This is the second appearance before this court of this suit for damages arising from a motor vehicle collision. Since the decision in Whitby v. Maloy, 145 Ga. App. 785 (245 SE2d 5)
, the case has been tried before a jury. The jury returned a verdict finding all the parties equally negligent and awarded the plaintiff a verdict of one dollar against defendant Cather, who was in default. Judgment was entered in favor of defendants Stanley and Maloy and in favor of the plaintiff in the amount of one dollar against defendant Cather.
At trial, following a query from the jury, the trial court had added to its charge in regard to defendant Cather.
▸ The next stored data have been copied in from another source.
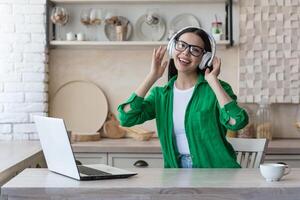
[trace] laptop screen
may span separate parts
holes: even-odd
[[[63,119],[34,116],[48,169],[80,180]]]

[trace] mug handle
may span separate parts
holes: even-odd
[[[285,165],[285,169],[284,169],[284,174],[283,174],[283,176],[288,175],[288,174],[291,172],[291,168],[290,168],[289,165],[286,164],[285,162],[278,162],[277,164]],[[287,171],[286,171],[286,170],[287,170]]]
[[[287,172],[285,170],[287,170]],[[290,172],[291,172],[291,168],[288,165],[286,165],[283,176],[288,175]]]

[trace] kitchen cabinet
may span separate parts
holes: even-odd
[[[156,138],[136,141],[131,138],[101,139],[99,142],[72,144],[75,158],[83,164],[108,164],[115,167],[161,168],[163,158]]]
[[[108,164],[120,168],[147,167],[162,168],[161,153],[76,153],[75,157],[82,164]],[[300,168],[300,154],[297,155],[266,155],[265,163],[284,162],[292,168]]]
[[[38,141],[0,141],[0,186],[25,168],[46,167]]]
[[[132,168],[145,165],[146,168],[163,167],[163,157],[157,138],[150,141],[136,141],[131,138],[102,139],[99,142],[72,144],[75,157],[83,164],[108,164]],[[290,167],[300,167],[300,140],[274,139],[269,142],[265,162],[285,162]],[[141,166],[142,167],[142,166]]]
[[[42,151],[24,161],[25,168],[47,168],[46,160]]]
[[[121,168],[162,168],[163,158],[162,154],[109,153],[108,164]]]
[[[277,163],[284,162],[288,164],[291,168],[300,167],[300,154],[296,155],[266,155],[265,163]]]
[[[107,153],[75,153],[76,160],[81,164],[107,164]]]
[[[162,168],[161,153],[75,153],[82,164],[107,164],[121,168]]]
[[[215,20],[215,14],[219,21],[222,21],[224,39],[217,41],[217,46],[233,45],[238,40],[238,27],[233,27],[233,0],[50,0],[48,4],[48,44],[52,48],[153,48],[154,46],[166,45],[170,30],[170,22],[179,14],[188,13],[198,18],[200,26],[210,31],[211,22]],[[70,14],[69,22],[63,26],[54,25],[50,20],[51,10],[55,6],[65,7]],[[224,9],[225,7],[225,9]],[[104,10],[113,10],[118,16],[125,16],[131,22],[132,30],[128,41],[108,41],[105,36],[105,25],[101,23],[97,26],[84,26],[80,23],[80,13],[83,9],[101,8]],[[148,9],[158,9],[159,15],[165,21],[164,36],[160,41],[146,41],[138,38],[137,19],[145,14]],[[170,12],[172,10],[172,12]],[[214,12],[211,12],[214,10]],[[236,22],[237,23],[237,22]],[[59,29],[59,31],[58,31]],[[88,41],[66,41],[66,34],[69,32],[86,32],[86,36],[93,39]],[[93,36],[89,36],[91,32]],[[59,39],[57,35],[60,34]],[[56,37],[56,39],[55,39]]]

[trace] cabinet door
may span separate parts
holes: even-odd
[[[75,159],[81,164],[107,164],[107,153],[75,153]]]
[[[42,151],[25,160],[24,165],[24,168],[47,168],[46,160]]]
[[[162,154],[109,153],[108,164],[120,168],[162,168]]]
[[[266,155],[265,163],[284,162],[290,167],[300,167],[300,155]]]

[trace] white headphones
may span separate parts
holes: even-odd
[[[185,27],[183,29],[180,29],[179,31],[177,31],[170,39],[169,43],[168,43],[168,46],[167,46],[167,51],[168,51],[168,54],[169,54],[169,57],[172,58],[173,57],[173,51],[174,51],[174,48],[175,48],[175,45],[176,45],[176,39],[178,37],[178,35],[180,35],[182,32],[184,32],[185,30],[187,29],[196,29],[196,30],[201,30],[203,32],[206,33],[209,41],[210,41],[210,46],[211,46],[211,52],[205,52],[205,54],[203,54],[202,56],[202,60],[199,64],[199,68],[201,70],[205,69],[206,67],[211,67],[212,66],[212,61],[215,57],[215,54],[216,54],[216,41],[215,39],[209,34],[207,33],[205,30],[203,30],[202,28],[200,27],[195,27],[195,26],[188,26],[188,27]]]

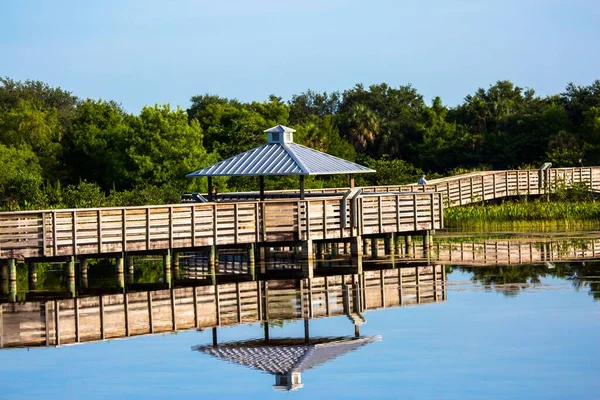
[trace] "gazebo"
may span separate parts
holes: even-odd
[[[214,176],[258,176],[260,199],[265,198],[265,176],[298,175],[300,177],[300,199],[304,199],[304,178],[307,175],[350,175],[350,186],[354,186],[354,174],[372,173],[375,170],[338,157],[294,143],[296,130],[277,125],[265,130],[268,141],[216,164],[186,175],[188,178],[206,176],[210,188]]]

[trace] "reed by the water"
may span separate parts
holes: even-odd
[[[600,202],[524,201],[476,204],[444,210],[447,227],[514,222],[568,222],[600,220]]]

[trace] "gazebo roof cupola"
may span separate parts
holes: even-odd
[[[277,125],[265,130],[269,143],[294,143],[295,129]]]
The plaintiff enumerates as error this additional charge which authorized the jury to apply the principle of comparative negligence as to defendant Cather so as to award nominal damages. Held:
1. Due to his default defendant Cather is in a position of having admitted each and every material allegation of the plaintiff's complaint except as to the amount of damages suffered by plaintiff. Peek v. Southern Guaranty Ins. Co., 240 Ga. 498
, 499 (1) (241 SE2d 210
); Flanders v. Hill Aircraft &c. Corp., 137 Ga. App. 286
, 287 (223 SE2d 482
). Defenses which go to the right of recovery are not available to the defendant in default even though the same defense may also go to the assessment of damages. Flanders v. Hill Aircraft &c. Corp., supra, at page 288. The doctrine of comparative negligence goes to the right of recovery as well as to the amount of damages. See McMullen v. Vaughan, 138 Ga. App. 718
, 720 (2) (227 SE2d 440
); Kirkland v. Moore, 128 Ga. App. 34
, 35 (195 SE2d 667
); Hatton v. Wright, 115 Ga. App. 14 (2) (153 SE2d 669)
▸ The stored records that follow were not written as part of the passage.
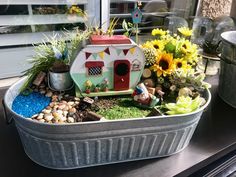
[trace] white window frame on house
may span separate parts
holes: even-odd
[[[87,76],[88,77],[102,76],[104,62],[103,61],[87,61],[85,63],[85,67],[86,67],[86,70],[87,70]],[[91,70],[95,70],[95,71],[91,71]],[[97,73],[97,70],[100,70],[101,72]]]
[[[149,2],[150,0],[142,0],[142,2]],[[176,7],[180,7],[180,4],[176,0]],[[129,14],[111,14],[110,3],[137,3],[137,0],[0,0],[0,5],[26,5],[28,8],[28,14],[24,15],[0,15],[0,27],[4,26],[19,26],[29,25],[32,33],[13,33],[13,34],[1,34],[0,40],[0,79],[20,76],[22,71],[28,69],[31,65],[27,62],[34,55],[32,43],[42,42],[45,39],[45,35],[50,35],[53,31],[48,32],[34,32],[35,25],[38,24],[68,24],[67,14],[55,14],[55,15],[35,15],[32,11],[33,5],[73,5],[84,4],[85,10],[88,13],[88,23],[93,26],[102,26],[103,30],[106,30],[109,26],[109,21],[113,17],[124,18],[130,16]],[[188,4],[184,4],[187,5]],[[166,12],[167,13],[167,12]],[[160,12],[144,13],[143,16],[148,15],[165,15]],[[76,17],[73,22],[84,22],[81,17]],[[144,26],[142,28],[152,29],[153,26]],[[117,32],[122,29],[116,29]],[[61,31],[56,31],[59,34]]]
[[[33,14],[33,5],[84,5],[88,13],[87,23],[100,25],[100,0],[0,0],[0,5],[26,5],[28,14],[0,15],[0,27],[30,26],[32,33],[1,34],[0,79],[22,75],[31,65],[27,62],[34,55],[32,44],[37,44],[53,33],[61,31],[35,32],[35,25],[85,23],[82,17],[68,18],[67,14]],[[46,39],[45,39],[46,40]],[[45,41],[47,42],[47,41]]]
[[[151,0],[141,0],[141,2],[150,2]],[[171,4],[171,12],[147,12],[143,13],[143,18],[146,16],[159,16],[159,17],[165,17],[168,15],[174,15],[176,13],[182,13],[182,16],[184,18],[188,18],[188,13],[191,13],[192,9],[190,8],[191,2],[193,0],[174,0],[173,4]],[[199,0],[196,0],[196,6],[198,7]],[[106,30],[109,27],[109,21],[111,18],[126,18],[131,17],[131,13],[116,13],[112,14],[110,13],[110,4],[111,3],[137,3],[138,0],[102,0],[101,1],[101,24],[102,29]],[[182,2],[182,3],[181,3]],[[195,3],[195,1],[194,1]],[[197,9],[195,7],[195,9]],[[159,26],[145,26],[141,27],[139,29],[153,29],[157,28]],[[122,32],[123,29],[116,29],[116,32]]]

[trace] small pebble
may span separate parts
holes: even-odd
[[[53,119],[54,117],[52,116],[52,114],[45,114],[44,115],[44,119],[46,120],[46,121],[51,121],[52,119]]]
[[[80,101],[80,98],[75,97],[74,100],[75,100],[75,101]]]
[[[38,116],[36,119],[37,119],[37,120],[41,120],[41,119],[43,119],[43,117],[44,117],[44,116],[41,116],[41,115],[40,115],[40,116]]]
[[[52,115],[54,118],[57,118],[57,119],[60,117],[60,114],[58,112],[53,112]]]
[[[46,93],[46,90],[39,90],[39,92],[44,95]]]
[[[43,122],[45,122],[45,120],[44,120],[44,119],[40,119],[39,122],[42,122],[42,123],[43,123]]]
[[[63,111],[63,116],[67,116],[67,114],[68,114],[68,111]]]
[[[66,120],[67,120],[66,117],[61,117],[61,118],[60,118],[60,121],[62,121],[62,122],[65,122]]]
[[[75,108],[69,109],[69,113],[76,113],[76,109]]]
[[[70,106],[72,106],[74,103],[75,103],[75,102],[73,102],[73,101],[69,101],[67,104],[70,105]]]
[[[63,111],[62,110],[57,110],[57,113],[62,115]]]
[[[42,112],[44,113],[44,114],[49,114],[49,113],[51,113],[51,109],[44,109]]]
[[[38,114],[34,114],[31,118],[36,119],[38,117]]]
[[[66,107],[65,104],[59,104],[59,105],[58,105],[58,109],[60,109],[60,110],[63,110],[65,107]]]
[[[74,123],[75,122],[75,119],[73,117],[68,117],[67,118],[67,122],[68,123]]]
[[[52,97],[52,95],[53,95],[53,93],[51,91],[48,91],[45,96],[46,97]]]

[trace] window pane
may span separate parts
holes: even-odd
[[[139,24],[141,42],[150,38],[154,28],[171,28],[175,24],[187,24],[195,14],[197,0],[143,0],[140,10],[143,13]],[[110,18],[119,18],[116,33],[124,33],[122,21],[132,22],[131,12],[137,7],[136,0],[110,0]],[[178,17],[179,21],[176,21]],[[132,35],[135,35],[134,33]]]
[[[2,0],[0,2],[0,79],[22,75],[30,67],[32,43],[74,27],[85,29],[85,18],[71,6],[84,10],[88,22],[99,21],[100,0]],[[8,62],[5,59],[9,59]]]

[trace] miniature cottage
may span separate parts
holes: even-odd
[[[144,64],[144,54],[133,41],[131,44],[87,45],[70,70],[76,95],[130,94],[140,80]]]

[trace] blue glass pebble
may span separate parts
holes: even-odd
[[[12,110],[23,117],[30,118],[34,114],[40,113],[49,105],[51,98],[38,92],[29,95],[18,95],[12,103]]]

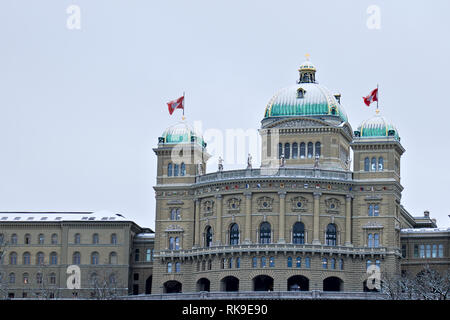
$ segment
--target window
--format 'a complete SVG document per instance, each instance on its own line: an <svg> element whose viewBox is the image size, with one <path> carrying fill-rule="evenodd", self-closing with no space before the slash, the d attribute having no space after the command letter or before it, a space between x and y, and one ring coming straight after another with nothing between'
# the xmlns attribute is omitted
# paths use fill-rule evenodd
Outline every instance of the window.
<svg viewBox="0 0 450 320"><path fill-rule="evenodd" d="M378 217L380 215L380 206L378 204L373 206L373 216Z"/></svg>
<svg viewBox="0 0 450 320"><path fill-rule="evenodd" d="M270 223L261 223L259 226L259 243L270 243L272 236L271 233Z"/></svg>
<svg viewBox="0 0 450 320"><path fill-rule="evenodd" d="M169 238L169 250L173 250L175 248L175 238Z"/></svg>
<svg viewBox="0 0 450 320"><path fill-rule="evenodd" d="M172 163L169 163L167 165L167 176L171 177L172 176Z"/></svg>
<svg viewBox="0 0 450 320"><path fill-rule="evenodd" d="M419 248L420 248L420 257L425 258L425 246L421 244Z"/></svg>
<svg viewBox="0 0 450 320"><path fill-rule="evenodd" d="M167 264L167 273L172 273L172 262Z"/></svg>
<svg viewBox="0 0 450 320"><path fill-rule="evenodd" d="M311 258L310 257L306 257L305 258L305 268L311 268Z"/></svg>
<svg viewBox="0 0 450 320"><path fill-rule="evenodd" d="M24 237L25 244L31 244L31 236L27 233Z"/></svg>
<svg viewBox="0 0 450 320"><path fill-rule="evenodd" d="M138 281L139 280L139 273L134 273L133 274L133 280L134 281Z"/></svg>
<svg viewBox="0 0 450 320"><path fill-rule="evenodd" d="M170 220L181 220L181 209L180 208L172 208L170 210Z"/></svg>
<svg viewBox="0 0 450 320"><path fill-rule="evenodd" d="M344 270L344 259L339 259L339 269Z"/></svg>
<svg viewBox="0 0 450 320"><path fill-rule="evenodd" d="M321 144L320 142L316 142L316 156L320 157Z"/></svg>
<svg viewBox="0 0 450 320"><path fill-rule="evenodd" d="M11 244L17 244L17 234L15 233L11 235Z"/></svg>
<svg viewBox="0 0 450 320"><path fill-rule="evenodd" d="M39 244L44 244L44 239L45 239L45 237L44 237L44 235L41 233L41 234L38 236L38 243L39 243Z"/></svg>
<svg viewBox="0 0 450 320"><path fill-rule="evenodd" d="M384 161L383 157L378 158L378 171L383 171L384 169Z"/></svg>
<svg viewBox="0 0 450 320"><path fill-rule="evenodd" d="M180 250L180 238L175 238L175 250Z"/></svg>
<svg viewBox="0 0 450 320"><path fill-rule="evenodd" d="M205 247L211 247L212 245L212 229L207 226L205 229Z"/></svg>
<svg viewBox="0 0 450 320"><path fill-rule="evenodd" d="M266 257L261 257L261 268L266 267Z"/></svg>
<svg viewBox="0 0 450 320"><path fill-rule="evenodd" d="M328 269L328 260L327 260L327 258L323 258L322 259L322 268L323 269Z"/></svg>
<svg viewBox="0 0 450 320"><path fill-rule="evenodd" d="M3 244L3 241L5 240L5 236L3 233L0 233L0 244Z"/></svg>
<svg viewBox="0 0 450 320"><path fill-rule="evenodd" d="M296 268L302 267L302 258L301 257L297 257L297 259L295 260L295 267Z"/></svg>
<svg viewBox="0 0 450 320"><path fill-rule="evenodd" d="M254 258L252 259L252 267L253 267L253 268L258 267L258 258L254 257Z"/></svg>
<svg viewBox="0 0 450 320"><path fill-rule="evenodd" d="M30 264L30 253L25 252L23 254L23 264Z"/></svg>
<svg viewBox="0 0 450 320"><path fill-rule="evenodd" d="M91 274L90 283L92 286L95 286L98 284L98 276L95 272L93 274Z"/></svg>
<svg viewBox="0 0 450 320"><path fill-rule="evenodd" d="M147 251L145 252L145 261L152 261L152 249L147 249Z"/></svg>
<svg viewBox="0 0 450 320"><path fill-rule="evenodd" d="M367 260L366 261L366 270L369 269L369 267L372 265L372 261Z"/></svg>
<svg viewBox="0 0 450 320"><path fill-rule="evenodd" d="M30 276L28 275L28 273L23 274L23 283L24 284L30 283Z"/></svg>
<svg viewBox="0 0 450 320"><path fill-rule="evenodd" d="M304 142L300 143L300 158L306 157L306 145Z"/></svg>
<svg viewBox="0 0 450 320"><path fill-rule="evenodd" d="M380 246L380 234L379 233L375 233L373 235L373 246L375 248L378 248Z"/></svg>
<svg viewBox="0 0 450 320"><path fill-rule="evenodd" d="M367 245L369 247L373 247L373 234L369 233L369 235L367 236Z"/></svg>
<svg viewBox="0 0 450 320"><path fill-rule="evenodd" d="M427 244L427 258L431 258L431 245Z"/></svg>
<svg viewBox="0 0 450 320"><path fill-rule="evenodd" d="M56 274L50 273L50 276L48 277L50 284L56 284Z"/></svg>
<svg viewBox="0 0 450 320"><path fill-rule="evenodd" d="M294 142L292 144L292 159L297 159L298 158L298 143Z"/></svg>
<svg viewBox="0 0 450 320"><path fill-rule="evenodd" d="M239 226L233 223L230 227L230 245L239 244Z"/></svg>
<svg viewBox="0 0 450 320"><path fill-rule="evenodd" d="M179 170L179 165L178 164L174 164L174 166L173 166L173 175L175 176L175 177L178 177L178 170Z"/></svg>
<svg viewBox="0 0 450 320"><path fill-rule="evenodd" d="M109 254L109 264L117 264L117 253L111 252Z"/></svg>
<svg viewBox="0 0 450 320"><path fill-rule="evenodd" d="M110 284L116 284L116 275L114 273L111 273L109 275L109 279L108 280L109 280Z"/></svg>
<svg viewBox="0 0 450 320"><path fill-rule="evenodd" d="M373 157L370 165L370 171L377 171L377 158Z"/></svg>
<svg viewBox="0 0 450 320"><path fill-rule="evenodd" d="M369 217L373 217L373 204L369 204Z"/></svg>
<svg viewBox="0 0 450 320"><path fill-rule="evenodd" d="M291 156L291 145L289 143L284 144L284 158L289 159Z"/></svg>
<svg viewBox="0 0 450 320"><path fill-rule="evenodd" d="M331 265L331 269L336 269L336 259L331 259L331 261L330 261L331 263L330 263L330 265Z"/></svg>
<svg viewBox="0 0 450 320"><path fill-rule="evenodd" d="M111 244L117 244L117 235L115 233L111 235Z"/></svg>
<svg viewBox="0 0 450 320"><path fill-rule="evenodd" d="M181 176L185 176L186 175L186 165L184 164L184 162L181 163L181 172L180 172Z"/></svg>
<svg viewBox="0 0 450 320"><path fill-rule="evenodd" d="M9 283L11 284L16 283L16 274L14 272L11 272L9 274Z"/></svg>
<svg viewBox="0 0 450 320"><path fill-rule="evenodd" d="M94 233L92 235L92 243L93 244L98 244L98 233Z"/></svg>
<svg viewBox="0 0 450 320"><path fill-rule="evenodd" d="M80 236L79 233L75 234L74 242L75 242L75 244L80 244L81 243L81 236Z"/></svg>
<svg viewBox="0 0 450 320"><path fill-rule="evenodd" d="M292 268L292 257L287 258L287 267Z"/></svg>
<svg viewBox="0 0 450 320"><path fill-rule="evenodd" d="M433 244L433 251L432 251L431 257L432 258L437 257L437 245L436 244Z"/></svg>
<svg viewBox="0 0 450 320"><path fill-rule="evenodd" d="M91 264L98 264L98 252L92 252L91 254Z"/></svg>
<svg viewBox="0 0 450 320"><path fill-rule="evenodd" d="M44 254L42 252L38 252L36 255L36 264L40 266L44 264Z"/></svg>
<svg viewBox="0 0 450 320"><path fill-rule="evenodd" d="M181 263L180 262L175 263L175 272L176 273L181 272Z"/></svg>
<svg viewBox="0 0 450 320"><path fill-rule="evenodd" d="M274 257L269 258L269 267L271 267L271 268L275 267L275 258Z"/></svg>
<svg viewBox="0 0 450 320"><path fill-rule="evenodd" d="M58 235L56 233L52 234L51 242L52 244L58 244Z"/></svg>
<svg viewBox="0 0 450 320"><path fill-rule="evenodd" d="M11 252L9 255L9 264L16 265L17 264L17 253Z"/></svg>
<svg viewBox="0 0 450 320"><path fill-rule="evenodd" d="M292 228L292 241L294 244L305 243L305 225L303 222L296 222Z"/></svg>
<svg viewBox="0 0 450 320"><path fill-rule="evenodd" d="M238 258L238 260L236 261L236 264L238 264L239 263L239 265L240 265L240 260L239 260L239 258ZM239 267L237 267L237 268L239 268ZM212 269L212 261L211 260L208 260L208 270L211 270Z"/></svg>
<svg viewBox="0 0 450 320"><path fill-rule="evenodd" d="M40 272L36 273L36 283L42 284L42 273Z"/></svg>
<svg viewBox="0 0 450 320"><path fill-rule="evenodd" d="M228 269L233 269L233 258L228 259Z"/></svg>
<svg viewBox="0 0 450 320"><path fill-rule="evenodd" d="M81 263L81 254L79 252L74 252L73 253L72 263L73 264L80 264Z"/></svg>
<svg viewBox="0 0 450 320"><path fill-rule="evenodd" d="M419 245L415 244L414 245L414 258L418 258L419 257Z"/></svg>
<svg viewBox="0 0 450 320"><path fill-rule="evenodd" d="M50 264L58 264L58 254L56 252L50 253Z"/></svg>
<svg viewBox="0 0 450 320"><path fill-rule="evenodd" d="M327 246L336 245L336 226L332 223L327 226L326 244Z"/></svg>
<svg viewBox="0 0 450 320"><path fill-rule="evenodd" d="M380 269L380 260L375 260L375 266Z"/></svg>
<svg viewBox="0 0 450 320"><path fill-rule="evenodd" d="M282 154L283 154L283 144L280 142L278 144L278 159L281 159Z"/></svg>
<svg viewBox="0 0 450 320"><path fill-rule="evenodd" d="M444 257L444 245L440 244L439 245L439 258L443 258Z"/></svg>
<svg viewBox="0 0 450 320"><path fill-rule="evenodd" d="M205 271L205 270L206 270L206 261L203 260L202 261L202 271Z"/></svg>
<svg viewBox="0 0 450 320"><path fill-rule="evenodd" d="M312 142L308 142L308 158L312 158L313 157L313 153L314 153L314 145Z"/></svg>
<svg viewBox="0 0 450 320"><path fill-rule="evenodd" d="M406 258L406 244L402 244L402 258Z"/></svg>
<svg viewBox="0 0 450 320"><path fill-rule="evenodd" d="M369 168L370 168L370 160L367 157L364 159L364 171L369 171Z"/></svg>
<svg viewBox="0 0 450 320"><path fill-rule="evenodd" d="M173 239L173 238L170 238L170 239ZM135 249L134 250L134 261L138 262L139 260L141 260L139 257L139 254L140 254L139 249Z"/></svg>
<svg viewBox="0 0 450 320"><path fill-rule="evenodd" d="M221 269L225 269L225 259L222 259L222 260L221 260L220 268L221 268Z"/></svg>
<svg viewBox="0 0 450 320"><path fill-rule="evenodd" d="M237 257L236 258L236 268L240 268L241 267L241 258ZM211 270L211 269L210 269Z"/></svg>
; Southern R. Co. v. Alexander, 59 Ga. App. 852
, 860 (7) (2 SE2d 219
). Based upon the status of the case sub judice, the trial court, without any doubt, erred in authorizing the jury to apply the doctrine of comparative negligence in determining the damages to be assessed against defendant Cather.
2. However, plaintiff did not plead any special damages in any definite amount against the defendants. Hence, defendant Cather's failure to answer does not result in the admission of the existence of any amount of damages, and strict proof of same is required by law. The record before us contains only a partial transcript of the trial, that is, the trial court's charge to the jury and subsequent recharge, objections and colloquy. From the record we are unable to determine whether the plaintiff has introduced any evidence of damages. If she has not, the charge which plaintiff enumerates as error would be harmless as the evidence would have demanded the verdict found by the jury. We have no way of determining whether a verdict in any greater amount was demanded or authorized by the evidence. The burden of showing harm, as well as error, rests upon the appellant, the plaintiff in this case. See Layne v. Rosenfeld, 122 Ga. App. 839 (178 SE2d 920)
and cases cited at page 840. As this had not been done, we cannot reverse the judgment even though there is clearly error in the charge.